Justiça como tecido social: entre o eu, o outro e os desafios da contemporaneidade 

Foto: divulgação/Wyden

Raimundo Fabrício Paixão Albuquerque 

A concepção de justiça, que outrora orbitava em torno do indivíduo e de suas prerrogativas legais, ganhou contornos coletivos no século XX, transformando-se em um imperativo social. Não por acaso: desde Aristóteles, que definia o humano como “animal político”, a filosofia insiste — nossa essência é relacional. Não sobrevivemos isolados, mas em redes de interdependência. Nesse sentido, a justiça só se realiza quando transcende o eu e abraça o outro, como lembra Emmanuel Levinas: “o rosto do outro que me interpela”. Sem alteridade, a justiça é mera ficção legalista.

O século XX, marcado por guerras e lutas por direitos, tentou institucionalizar essa noção. Declarações universais e constituições passaram a prever saúde, educação e moradia não como favores, mas como direitos. Paulo Freire, em Pedagogia do Oprimido, reforçava: “Ninguém liberta ninguém, os homens se libertam em comunhão”. Justiça social, portanto, não é caridade, mas reconhecimento de que nossa humanidade é coautora.

Contudo, o paradoxo da era digital expõe uma fratura: o mundo encolheu tecnologicamente, mas as subjetividades se afastam. Vivemos conectados por algoritmos, mas desconectados pela lógica do “cada um por si”, como descreve Zygmunt Bauman em Modernidade Líquida.

Aqui reside o drama contemporâneo: países que antes erguiam estandartes de direitos humanos hoje erguem muros. A União Europeia, nascida das cinzas do nacionalismo, vê ressurgir discursos xenófobos; os EUA, antiga terra do melting pot, estão inquietos com os imigrantes. Reforçando uma política de caça às bruxas contra os sonhadores de morar num país dito primeiro mundo.

O estrangeiro, outrora figura a ser integrada, tornou-se bode expiatório. Hannah Arendt, ao analisar o totalitarismo, já alertava: a desumanização do outro é o primeiro passo para a erosão da justiça. Quando transformamos pessoas em “ameaças”, reduzimos a política a um jogo de tabuleiro, onde vence quem exclui melhor.

Ao fechar os olhos para o outro, perdemos a chance de aprender com suas narrativas. A verdadeira justiça exige “diversos saberes”; é preciso um diálogo entre conhecimentos marginais (dos países emergentes) e hegemônicos. Porém, infelizmente, o colonizado é silenciado mesmo após o fim das colônias.

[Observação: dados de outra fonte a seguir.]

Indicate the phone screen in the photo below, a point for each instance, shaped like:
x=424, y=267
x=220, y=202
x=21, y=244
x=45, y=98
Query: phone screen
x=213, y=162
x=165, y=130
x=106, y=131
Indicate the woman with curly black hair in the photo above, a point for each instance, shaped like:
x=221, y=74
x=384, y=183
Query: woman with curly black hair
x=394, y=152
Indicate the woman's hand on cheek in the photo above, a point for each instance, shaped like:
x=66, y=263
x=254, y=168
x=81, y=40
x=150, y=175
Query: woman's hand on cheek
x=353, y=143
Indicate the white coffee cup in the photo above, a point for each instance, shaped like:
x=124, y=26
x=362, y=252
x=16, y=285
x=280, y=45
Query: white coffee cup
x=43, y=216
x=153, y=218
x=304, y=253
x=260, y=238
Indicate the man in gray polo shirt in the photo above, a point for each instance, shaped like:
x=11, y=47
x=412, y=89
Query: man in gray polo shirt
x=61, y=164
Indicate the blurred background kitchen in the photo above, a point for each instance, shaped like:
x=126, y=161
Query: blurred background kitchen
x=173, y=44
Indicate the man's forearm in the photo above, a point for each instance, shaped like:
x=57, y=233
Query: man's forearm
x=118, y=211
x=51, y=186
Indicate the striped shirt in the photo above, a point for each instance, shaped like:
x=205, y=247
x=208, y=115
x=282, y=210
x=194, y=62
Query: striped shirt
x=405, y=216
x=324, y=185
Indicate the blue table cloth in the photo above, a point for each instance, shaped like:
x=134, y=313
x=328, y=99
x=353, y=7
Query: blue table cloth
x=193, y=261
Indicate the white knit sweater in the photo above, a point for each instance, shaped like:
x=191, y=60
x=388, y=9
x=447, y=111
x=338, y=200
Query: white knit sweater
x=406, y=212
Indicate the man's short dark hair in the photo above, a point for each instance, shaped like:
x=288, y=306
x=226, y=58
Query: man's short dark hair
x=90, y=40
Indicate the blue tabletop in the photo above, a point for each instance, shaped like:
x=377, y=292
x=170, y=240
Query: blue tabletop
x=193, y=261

Não se trata de romantizar a alteridade, mas de reconhecer sua urgência prática. A pandemia escancarou: os vírus não respeitam fronteiras. Crises climáticas, fluxos migratórios e inteligência artificial são desafios globais que exigem respostas coletivas. Enquanto governos insistem em soluções isolacionistas, seguimos vulneráveis. Parafraseando Judith Butler, o luto por vidas perdidas no cotidiano de países “vizinhos” pobres deveria nos mobilizar a repensar o que é ser humano.

A justiça social do século XXI precisa ser, antes de tudo, anticapacitista. Não basta incluir o outro; é preciso desconstruir a ideia de que ele é um “fardo”. Os países dominantes, ao abandonarem outras nações em razão do protecionismo, caminham para fazer do dia mundial da justiça uma virtude egoísta, sem interesse naquilo que não é sua imagem no espelho.

Com isso, as turbulências globais que tentam se proteger através de políticas de fechamento de fronteiras serão apenas um paliativo que irá, no futuro próximo, eclodir em problemas sociais gravíssimos. A pandemia não veio para nos ensinar o distanciamento, mas sim para cuidar do outro, pois cuidando do outro, cuido de mim. Isso é justiça. Dar não apenas a si mesmo, mas incluir o outro nessa distribuição.

O caminho é árduo, mas óbvio: ou aprendemos a traduzir direitos humanos em políticas de acolhimento, ou seremos reféns de um mundo que, embora hiperconectado, definha em guetos afetivos. A justiça, afinal, não é um veredito, mas um verbo: ação contínua de estender a mão, mesmo — e sobretudo — quando o outro parece distante.

Raimundo Fabrício Paixão Albuquerque é advogado, psicólogo, filósofo, mestre em sociedade e cultura e professor dos cursos de Psicologia e Direito da Wyden.